I think this is a really important point and I 100% agree with
Walter. Also, the idea that more people will adopt D if you just
"get rid of the GC" ignores the fact that you don't just "get rid
of the GC," you replace it with another memory management scheme
(manual, RAII, RC). If you replace all the parts of the language
and phobos that rely on GC with, e.g., a poor implementation of
RC, then you're just going to get another round of complaints,
and no real adoption.
In my experience, GC complaints are split between existence and
implementation. Some folks are dead against and GC code, others
just don't like how the current GC works. In my world---which is
not AAA gaming or HFT, but is still very concerned with
performance---a GC is tolerable, but a clunky stop-the-world GC
with big unpredictable pauses is less so. Having a high quality
GC that can be avoided (with some agreed-to and well-documented
limitations) would be great.
My concern is that the kill-the-GC craze is going to fall into a
second-system trap, and be replaced with buggy
half-implementations of, say RC, that I can't rely on, or will be
combing through piles of stale bug reports about in 6 months.

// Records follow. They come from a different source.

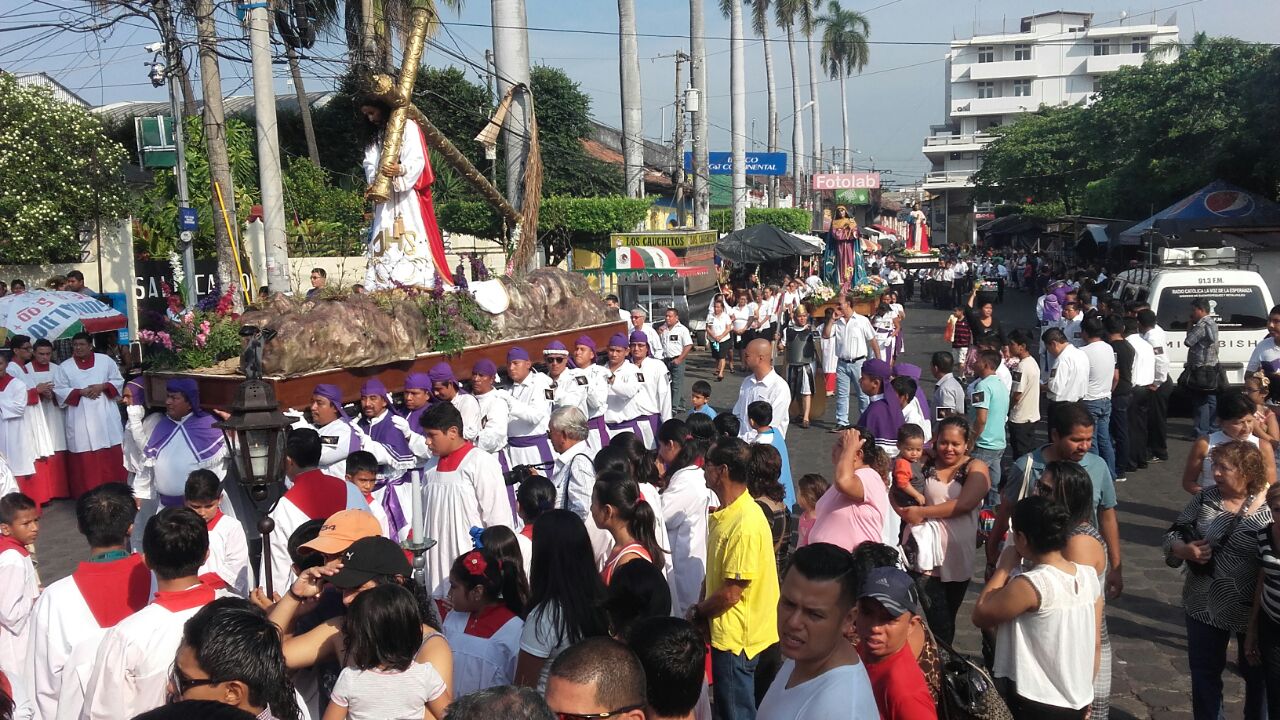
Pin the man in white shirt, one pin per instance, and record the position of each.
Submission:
(133, 661)
(1069, 377)
(676, 342)
(822, 675)
(766, 384)
(640, 323)
(1102, 381)
(855, 338)
(1162, 387)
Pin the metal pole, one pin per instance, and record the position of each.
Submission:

I believe a big issue for D, and for any not-mainstream language,
is being straight about what works and what doesn't. D is not
alone in this, but I often feel I'm sold on features that I later
find out are not fully implemented or have big holes in them. The
limitations themselves aren't the problem---the trust is the
problem. I never know if I can tell someone else "D can do that"
safely (turning off the GC is a good example---it took me weeks
of reading forums and documentation to see how practical that
really was after initially reading that it was straightforward.)